Titolo del capitolo: Checkmate
for… (Scacco matto per…)
Personaggi principali
associati al peccato: Rosalie Hale
Personaggi secondari:
Edward, Carlisle, Esme, Royce King, Cedric(nuovo personaggio).
Pairing(per storia):
Rosalie/Edward (solo immaginario).
Raiting: giallo
Genere: generale
Avvertimenti: One
shot
Di
superbia educata, di superbia frodata, sono la regina senza
corona…
Herman Hesse.
Checkmate
for…
Era alto e possente, dotato di spalle decisamente troppo larghe, ma
tale era l’avvenenza del viso da rendere trascurabile quel
suo unico difetto fisico; la mascella pronunciata gli donava grande
sensualità, e la fossetta sul mento ingentiliva e addolciva
il suo sguardo glaciale, blu profondo e avvolgente, ma tagliente e
severo allo stesso tempo. Un ciuffo di capelli scuri ricadeva quasi a
coprirgli un occhio. Spesso lo vedevo distogliere quella ondulata
ciocca ribelle dal viso con una mano arrossata da piccole e numerose
cicatrici, affinché potesse avere una visuale completa della
splendida e florida ragazza che sedeva di fronte a lui. Non
c’era da biasimarlo.
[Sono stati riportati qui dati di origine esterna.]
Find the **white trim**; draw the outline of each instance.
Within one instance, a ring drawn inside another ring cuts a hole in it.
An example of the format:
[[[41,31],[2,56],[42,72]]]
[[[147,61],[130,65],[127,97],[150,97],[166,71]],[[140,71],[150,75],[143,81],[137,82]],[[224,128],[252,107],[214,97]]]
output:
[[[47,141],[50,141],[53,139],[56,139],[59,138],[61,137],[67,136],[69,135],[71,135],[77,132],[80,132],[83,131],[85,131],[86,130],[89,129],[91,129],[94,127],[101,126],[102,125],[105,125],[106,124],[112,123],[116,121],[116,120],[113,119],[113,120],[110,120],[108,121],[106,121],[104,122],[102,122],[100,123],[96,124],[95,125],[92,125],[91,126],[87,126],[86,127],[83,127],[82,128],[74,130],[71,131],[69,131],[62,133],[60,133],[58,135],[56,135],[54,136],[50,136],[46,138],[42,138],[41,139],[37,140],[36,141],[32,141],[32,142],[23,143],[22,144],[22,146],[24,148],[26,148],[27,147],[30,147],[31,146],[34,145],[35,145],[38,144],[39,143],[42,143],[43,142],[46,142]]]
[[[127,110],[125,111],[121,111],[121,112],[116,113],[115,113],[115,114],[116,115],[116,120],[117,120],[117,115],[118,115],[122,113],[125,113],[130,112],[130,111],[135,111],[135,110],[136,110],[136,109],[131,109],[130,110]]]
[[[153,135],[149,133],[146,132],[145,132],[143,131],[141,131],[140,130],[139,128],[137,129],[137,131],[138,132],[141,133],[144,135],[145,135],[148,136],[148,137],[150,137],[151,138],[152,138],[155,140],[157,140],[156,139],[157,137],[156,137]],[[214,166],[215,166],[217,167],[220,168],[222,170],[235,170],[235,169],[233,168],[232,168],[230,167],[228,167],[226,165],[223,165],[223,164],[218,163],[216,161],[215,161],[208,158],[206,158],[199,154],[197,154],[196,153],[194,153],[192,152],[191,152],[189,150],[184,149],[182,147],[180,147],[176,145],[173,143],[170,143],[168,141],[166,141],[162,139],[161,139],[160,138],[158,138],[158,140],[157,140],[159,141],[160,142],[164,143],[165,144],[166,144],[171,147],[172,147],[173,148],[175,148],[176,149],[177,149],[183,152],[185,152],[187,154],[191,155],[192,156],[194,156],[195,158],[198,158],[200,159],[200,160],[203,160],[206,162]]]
Qualsiasi uomo avrebbe trovato
particolarmente interessante osservare quella creatura angelica;
fascino ed eleganza trasudavano da ogni suo gesto, che fosse un lieve
movimento del capo o degli occhi , quei grandi occhi celesti la cui
forma di rara bellezza pareva essere stata creata dalle mani di un
esperto disegnatore. Lei non era una fatina bionda dalla pelle candida
come ci si poteva aspettare; descriverla risulta impossibile e
dispersivo: la sua era una bellezza che le parole e
l’immaginazione avrebbero banalizzato, e adesso è
ancora più abbagliante. Quella ragazza seduta in una postura
impeccabile nel salotto di casa sua ero io: Rosalie Hale.
L’uomo si chiamava Cedric, e aveva all’incirca
ventisei anni. Sapevo che donne e giovani adolescenti morivano per lui,
tutte sognavano di averlo come sposo o come amante. In quel momento il
loro principe si trovava in casa Hale, seduto di fronte a me, con aria
incantata.
Mio padre stava ostentando una certa freddezza nei suoi
confronti, perché era venuto a sapere della sua truffa.
Temeva che se lo avessi sposato, sarei andata in rovina anche io per
diffamazione da parte di potenti e rivali imprenditori.
Detestavo i formalismi nei discorsi politici ed economici, erano solo
dei giri di parole per arrivare al vero scopo della visita: la mia
questione matrimoniale. Io facevo solo da presenza, dovevo restare in
silenzio e mantenere la mia dignitosa postura, mentre Victor, il padre
di Cedric, conversava col mio.
Cedric teneva gli occhi fissi sul mio viso, come se volesse avvolgermi
col calore e il passionale desiderio che trapelavano dal suo sguardo.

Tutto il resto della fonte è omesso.